In January, when Trump announced tariffs on imported washing machines, CEO Marc Bitzer told analysts, "This is, without any doubt, a positive catalyst for Whirlpool."

But the Trump administration didn't stop there. It imposed tariffs on steel and aluminum, sending raw material prices skyrocketing. That has raised costs for Whirlpool by $350 million and squeezed its profit margins. Steel prices in the United States are 60% higher than the rest of the world, Bitzer told analysts on Tuesday.

Now Whirlpool is backtracking on its protectionist cheerleading. The company's reversal demonstrates the unintended consequences tariffs have sowed on manufacturers and their carefully-planned supply chains.

Related: US-China trade brawl threatens America's booming oil exports

The company on Monday slashed its profit outlook for 2018 in part because of a "very challenging cost environment." Whirlpool's (WHR) stock tanked 14% on Tuesday after it missed Wall Street's expectations.

"The global steel costs have risen substantially, and in particular, in the US, they have reached unexplainable levels," Bitzer told analysts. "Uncertainty" around additional tariffs and global trade has disrupted Whirlpool's supply chain and heightened pricing pressure.

Whirlpool and rivals, such as LG and Samsung, have increased prices on washing machines since the tariffs went into effect. That led some people to pass up a new purchase. Washing machine prices in June were up close to 20% from a year prior, according to the Labor Department.
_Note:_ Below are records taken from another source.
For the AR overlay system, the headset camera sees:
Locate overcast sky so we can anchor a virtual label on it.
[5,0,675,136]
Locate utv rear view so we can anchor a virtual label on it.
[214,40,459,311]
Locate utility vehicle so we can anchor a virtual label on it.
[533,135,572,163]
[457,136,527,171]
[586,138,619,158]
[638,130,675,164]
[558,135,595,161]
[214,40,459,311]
Related: LG is raising washing machine prices due to new Trump tariff

Whirlpool's sales in the United States fell 2.2% last quarter due to "very slow market demand," Bitzer said. In Europe, the Middle East and Africa, the company's second largest market, sales tumbled 12%.

The company hinted that it planned to continue raising prices to offset raw material inflation, which means that consumers holding out for a cheaper dryer might have to wait a while.

Despite more expensive units, Whirlpool expects sales to recover in the United States in part from a growing economy. "We are encouraged by the strength of the US economy, including low unemployment and healthy housing demand," said CFO James Peters.